Basically, the end result is that by sampling the signal, you are introducing high frequency content that must be removed prior to playback. This high frequency content is one of the reasons old CD players from the 80s and 90s cause "listener fatigue", although I have no sources to back up that last statement.
Yup... people need to get very clear in their heads the difference between the recording/sampling/mixing/mastering stages, where high bitrate/width/gear/knowledge is helpful, and playback, which is a completely different thing.
(not for eatmyshorts -you get this I gather) - everyone gets that "upsampling" can't add detail to a recording right? You can't get more than you've got.... no matter what you do. There is no magic. You upsample so you drive harmonics generated in the digital-to-analog process during playback further up in the spectrum so when you get to the analog stage you can use a nice gentle analog filter to filter them out. Without the upsampling, you need a nasty steep analog filter to filter them out, and that can have audible side-effects (or at least measurable) in the audible spectrum.
eatmyshorts - correct me if I mis-stated any of that please....
You got it 100% correct. You upsample simply to move the frequency of the analog filter higher, with a gentle rolloff (and ideally a 1st order filter, so you introduce no phase effects) to get your final signal.
Well, the superposition principle only holds in linear media. Sound waves can propagate in linear media, but they can also propagate in nonlinear media, and any medium that can carry sound will go nonlinear at sufficiently high amplitudes.

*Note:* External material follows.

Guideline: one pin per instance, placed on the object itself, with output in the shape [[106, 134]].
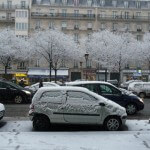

I don't know about the physics of the speaker itself generating the overtone (in cabinet), but it could certainly resonate a wine glass in the room, for example.
Yes, overtones exist, and yes, overtones affect the sound, and yes, if you filtered the sound to remove overtones in the audible range then it would sound different. However, if you remove overtones outside the audible range then it will not make an audible difference (this is what xiphmont was saying in TFA).
So no, your wikipedia link is not a citation for the claim that cmer made.